Gap Analysis is a scientific means for assessing to what extent native animal and plant species are being protected. The goal of the US Geological Survey's (USGS) Gap Analysis Program (GAP) is to keep common species common by identifying those species and communities not adequately protected in existing conservation lands. Scientists, land managers, and policy makers can use this information to make better-informed decisions when identifying priority areas for conservation. Gap Analysis came out of the realization that a species-by-species approach to conservation is not effective because it does not address the continual loss and fragmentation of natural landscapes. Only by protecting regions already rich in habitat can we adequately protect the animal species that inhabit them.

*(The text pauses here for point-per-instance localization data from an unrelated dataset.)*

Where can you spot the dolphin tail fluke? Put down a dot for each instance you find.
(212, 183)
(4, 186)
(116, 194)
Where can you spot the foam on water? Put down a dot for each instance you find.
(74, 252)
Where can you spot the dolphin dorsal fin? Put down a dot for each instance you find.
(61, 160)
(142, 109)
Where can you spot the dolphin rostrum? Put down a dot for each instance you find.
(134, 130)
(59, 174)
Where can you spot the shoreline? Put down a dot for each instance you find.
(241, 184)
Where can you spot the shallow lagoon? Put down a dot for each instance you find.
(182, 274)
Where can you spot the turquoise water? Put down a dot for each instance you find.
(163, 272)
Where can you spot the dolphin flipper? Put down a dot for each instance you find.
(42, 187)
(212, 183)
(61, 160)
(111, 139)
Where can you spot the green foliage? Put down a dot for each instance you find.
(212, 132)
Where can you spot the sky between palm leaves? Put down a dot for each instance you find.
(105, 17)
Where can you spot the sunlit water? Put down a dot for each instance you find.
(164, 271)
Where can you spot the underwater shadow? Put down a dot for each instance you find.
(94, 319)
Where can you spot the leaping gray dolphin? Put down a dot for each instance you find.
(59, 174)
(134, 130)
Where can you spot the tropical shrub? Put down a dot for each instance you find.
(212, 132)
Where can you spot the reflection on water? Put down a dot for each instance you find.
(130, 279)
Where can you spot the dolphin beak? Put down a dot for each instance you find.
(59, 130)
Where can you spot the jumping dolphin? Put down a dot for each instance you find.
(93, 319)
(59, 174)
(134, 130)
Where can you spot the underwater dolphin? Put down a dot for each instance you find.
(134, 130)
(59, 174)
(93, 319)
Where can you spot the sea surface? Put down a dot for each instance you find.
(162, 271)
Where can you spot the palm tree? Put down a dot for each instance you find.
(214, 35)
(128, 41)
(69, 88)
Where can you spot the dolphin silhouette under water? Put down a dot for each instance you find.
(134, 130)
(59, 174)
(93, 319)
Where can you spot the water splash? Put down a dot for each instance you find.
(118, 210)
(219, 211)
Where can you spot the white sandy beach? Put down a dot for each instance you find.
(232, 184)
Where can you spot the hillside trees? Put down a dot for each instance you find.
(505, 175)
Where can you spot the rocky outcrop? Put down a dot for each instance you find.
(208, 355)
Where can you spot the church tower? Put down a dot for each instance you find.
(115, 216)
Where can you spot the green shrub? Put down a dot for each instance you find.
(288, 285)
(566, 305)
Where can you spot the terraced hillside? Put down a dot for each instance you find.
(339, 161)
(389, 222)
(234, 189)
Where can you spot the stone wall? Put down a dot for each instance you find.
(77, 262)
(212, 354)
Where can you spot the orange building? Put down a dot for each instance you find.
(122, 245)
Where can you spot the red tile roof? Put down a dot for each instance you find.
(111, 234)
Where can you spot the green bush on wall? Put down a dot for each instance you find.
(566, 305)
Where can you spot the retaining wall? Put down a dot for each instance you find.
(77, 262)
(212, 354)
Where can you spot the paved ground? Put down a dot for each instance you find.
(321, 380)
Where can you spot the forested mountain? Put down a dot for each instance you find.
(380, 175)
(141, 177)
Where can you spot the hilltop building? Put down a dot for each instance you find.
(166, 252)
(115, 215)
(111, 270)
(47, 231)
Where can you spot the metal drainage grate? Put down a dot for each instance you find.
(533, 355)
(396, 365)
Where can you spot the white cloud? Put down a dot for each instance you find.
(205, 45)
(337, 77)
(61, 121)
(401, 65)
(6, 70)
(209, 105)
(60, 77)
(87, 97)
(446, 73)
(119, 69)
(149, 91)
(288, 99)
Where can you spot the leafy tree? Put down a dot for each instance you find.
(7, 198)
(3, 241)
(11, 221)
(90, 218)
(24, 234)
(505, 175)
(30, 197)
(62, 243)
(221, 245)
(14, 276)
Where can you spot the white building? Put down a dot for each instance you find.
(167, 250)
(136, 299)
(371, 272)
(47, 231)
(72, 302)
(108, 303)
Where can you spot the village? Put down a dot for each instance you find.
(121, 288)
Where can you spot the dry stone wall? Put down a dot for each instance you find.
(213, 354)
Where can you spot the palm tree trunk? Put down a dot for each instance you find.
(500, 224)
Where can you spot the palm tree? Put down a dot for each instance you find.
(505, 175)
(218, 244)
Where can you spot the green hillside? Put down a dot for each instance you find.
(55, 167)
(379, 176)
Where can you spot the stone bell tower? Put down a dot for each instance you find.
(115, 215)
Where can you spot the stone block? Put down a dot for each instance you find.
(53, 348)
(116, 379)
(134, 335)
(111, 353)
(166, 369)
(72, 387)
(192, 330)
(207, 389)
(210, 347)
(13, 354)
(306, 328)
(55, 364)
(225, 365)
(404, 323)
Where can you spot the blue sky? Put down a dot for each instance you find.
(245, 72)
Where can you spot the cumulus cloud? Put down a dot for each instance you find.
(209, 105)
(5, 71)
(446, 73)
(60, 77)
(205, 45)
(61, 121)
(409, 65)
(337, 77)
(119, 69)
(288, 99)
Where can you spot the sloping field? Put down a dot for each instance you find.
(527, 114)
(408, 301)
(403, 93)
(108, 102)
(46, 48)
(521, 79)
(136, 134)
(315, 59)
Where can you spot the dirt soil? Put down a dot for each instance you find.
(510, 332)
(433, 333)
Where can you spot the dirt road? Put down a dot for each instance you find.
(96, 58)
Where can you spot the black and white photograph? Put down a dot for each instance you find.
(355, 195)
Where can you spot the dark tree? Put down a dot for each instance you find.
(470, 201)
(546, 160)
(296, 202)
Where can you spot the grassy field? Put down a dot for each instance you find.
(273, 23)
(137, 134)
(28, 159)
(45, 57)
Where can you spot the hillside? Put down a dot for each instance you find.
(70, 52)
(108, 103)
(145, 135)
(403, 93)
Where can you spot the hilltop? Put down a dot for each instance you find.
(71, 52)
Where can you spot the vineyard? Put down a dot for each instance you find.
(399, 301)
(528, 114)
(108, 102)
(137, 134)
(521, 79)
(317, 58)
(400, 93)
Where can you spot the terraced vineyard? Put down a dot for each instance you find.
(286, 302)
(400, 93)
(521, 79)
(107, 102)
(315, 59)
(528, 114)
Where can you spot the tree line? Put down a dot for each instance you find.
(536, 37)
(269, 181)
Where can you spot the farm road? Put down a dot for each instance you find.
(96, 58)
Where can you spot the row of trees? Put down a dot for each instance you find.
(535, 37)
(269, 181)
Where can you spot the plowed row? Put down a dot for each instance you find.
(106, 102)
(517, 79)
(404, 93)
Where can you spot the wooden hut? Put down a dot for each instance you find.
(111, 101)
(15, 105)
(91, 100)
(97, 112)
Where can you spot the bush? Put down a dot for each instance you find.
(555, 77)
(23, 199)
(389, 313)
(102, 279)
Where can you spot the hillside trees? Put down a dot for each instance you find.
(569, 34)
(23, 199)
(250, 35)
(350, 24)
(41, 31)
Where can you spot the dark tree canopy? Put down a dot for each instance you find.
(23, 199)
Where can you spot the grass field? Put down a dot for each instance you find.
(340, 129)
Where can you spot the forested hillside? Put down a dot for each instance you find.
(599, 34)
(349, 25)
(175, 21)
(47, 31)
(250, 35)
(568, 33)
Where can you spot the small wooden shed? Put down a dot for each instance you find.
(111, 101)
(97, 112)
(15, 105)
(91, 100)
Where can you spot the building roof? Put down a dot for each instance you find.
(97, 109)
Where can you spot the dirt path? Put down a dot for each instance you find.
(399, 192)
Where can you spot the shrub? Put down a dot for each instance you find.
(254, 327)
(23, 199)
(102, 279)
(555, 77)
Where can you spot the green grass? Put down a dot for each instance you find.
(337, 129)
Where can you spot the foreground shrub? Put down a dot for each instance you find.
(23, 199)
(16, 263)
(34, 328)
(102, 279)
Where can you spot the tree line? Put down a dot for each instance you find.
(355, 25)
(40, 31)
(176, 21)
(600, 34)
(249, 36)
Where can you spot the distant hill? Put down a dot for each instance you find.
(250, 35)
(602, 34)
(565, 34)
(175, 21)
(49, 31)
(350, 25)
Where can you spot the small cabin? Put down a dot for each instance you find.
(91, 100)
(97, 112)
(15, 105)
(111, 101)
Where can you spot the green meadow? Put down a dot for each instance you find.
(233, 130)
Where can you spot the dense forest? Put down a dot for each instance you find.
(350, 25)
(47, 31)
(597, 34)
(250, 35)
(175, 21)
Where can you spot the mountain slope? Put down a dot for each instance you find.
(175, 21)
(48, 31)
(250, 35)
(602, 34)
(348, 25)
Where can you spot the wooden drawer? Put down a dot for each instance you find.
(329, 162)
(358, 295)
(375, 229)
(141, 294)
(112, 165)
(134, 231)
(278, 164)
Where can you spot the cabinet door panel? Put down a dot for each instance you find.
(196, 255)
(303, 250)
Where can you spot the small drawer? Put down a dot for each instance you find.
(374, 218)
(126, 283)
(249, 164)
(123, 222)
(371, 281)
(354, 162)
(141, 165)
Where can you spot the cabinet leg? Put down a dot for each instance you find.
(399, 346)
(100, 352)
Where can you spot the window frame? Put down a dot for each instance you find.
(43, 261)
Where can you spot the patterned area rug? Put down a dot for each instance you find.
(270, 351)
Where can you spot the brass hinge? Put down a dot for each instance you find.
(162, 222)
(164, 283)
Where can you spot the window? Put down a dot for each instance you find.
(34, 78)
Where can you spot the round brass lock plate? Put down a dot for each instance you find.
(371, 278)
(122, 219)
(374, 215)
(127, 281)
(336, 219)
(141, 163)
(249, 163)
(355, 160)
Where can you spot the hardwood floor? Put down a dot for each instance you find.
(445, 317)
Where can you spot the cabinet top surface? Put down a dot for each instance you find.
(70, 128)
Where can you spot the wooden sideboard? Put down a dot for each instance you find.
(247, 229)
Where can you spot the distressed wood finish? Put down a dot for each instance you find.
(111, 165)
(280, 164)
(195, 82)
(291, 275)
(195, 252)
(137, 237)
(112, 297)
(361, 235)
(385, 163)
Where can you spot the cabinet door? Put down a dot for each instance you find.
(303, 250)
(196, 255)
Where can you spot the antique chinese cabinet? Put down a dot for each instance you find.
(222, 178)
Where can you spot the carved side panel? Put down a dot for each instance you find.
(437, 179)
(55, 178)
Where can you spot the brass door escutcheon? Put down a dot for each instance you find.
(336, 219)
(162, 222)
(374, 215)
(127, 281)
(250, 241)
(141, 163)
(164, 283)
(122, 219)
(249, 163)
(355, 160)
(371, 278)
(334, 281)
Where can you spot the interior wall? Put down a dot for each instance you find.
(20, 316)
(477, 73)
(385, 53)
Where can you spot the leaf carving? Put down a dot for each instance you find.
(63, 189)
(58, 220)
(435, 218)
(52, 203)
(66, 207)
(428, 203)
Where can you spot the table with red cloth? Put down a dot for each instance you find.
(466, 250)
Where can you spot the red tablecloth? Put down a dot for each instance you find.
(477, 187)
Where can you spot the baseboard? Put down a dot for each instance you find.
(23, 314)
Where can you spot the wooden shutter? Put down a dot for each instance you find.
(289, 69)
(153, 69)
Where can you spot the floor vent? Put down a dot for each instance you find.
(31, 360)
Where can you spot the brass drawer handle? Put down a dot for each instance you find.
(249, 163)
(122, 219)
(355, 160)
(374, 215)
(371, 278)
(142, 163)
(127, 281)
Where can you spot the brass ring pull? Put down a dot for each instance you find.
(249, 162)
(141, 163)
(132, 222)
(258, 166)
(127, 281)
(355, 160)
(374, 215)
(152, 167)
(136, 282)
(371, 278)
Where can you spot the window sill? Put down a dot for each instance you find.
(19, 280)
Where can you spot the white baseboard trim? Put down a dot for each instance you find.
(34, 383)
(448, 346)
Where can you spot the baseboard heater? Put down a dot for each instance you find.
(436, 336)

In 2001, the USGS, in cooperation with several state natural resource-management agencies, began a regional Aquatic Gap project in the Great Lakes Basin focusing on the distribution of aquatic species in riverine and coastal habitats. This project was undertaken for several reasons. The Great Lakes basin is a globally unique, geographically distinct, and biologically rich region encompassing 196,250 square miles in the United States (U.S.) and Canada. It contains over 11,000 miles of coastline, a large concentration of wetlands, diverse forests, hundreds of tributary streams, and about 18% of the Earth's fresh surface water (USEPA and Government of Canada, 1995). Over 300 species of fish and many other aquatic organisms inhabit the rivers, streams, and coastal habitats of the Great Lakes Basin throughout critical life history stages (Greeley 1940, Jude and Pappas 1992).
Preservation of biological diversity is a regional priority because of its strong connection to the economy, the health of the surrounding human population, and wildlife resources through transportation, tourism, recreation, fisheries, and water use for human needs and ecosystem function. In 1996, two million anglers fished the Great Lakes, adding more than $1 billion (U.S.) to the regional economy, and the commercial fish harvest of 63 million pounds brought in more than $43 million (Michigan Sea Grant, 2000).
Despite the value of these water resources, the aquatic biodiversity of the Great Lakes region is threatened due to a number of physical and chemical changes in the environment. Factors such as changing land use patterns, development, pollution from point and non-point sources, dams, and invasion of exotic species have reduced the availability of aquatic habitat and access to historical fish-spawning grounds and nurseries.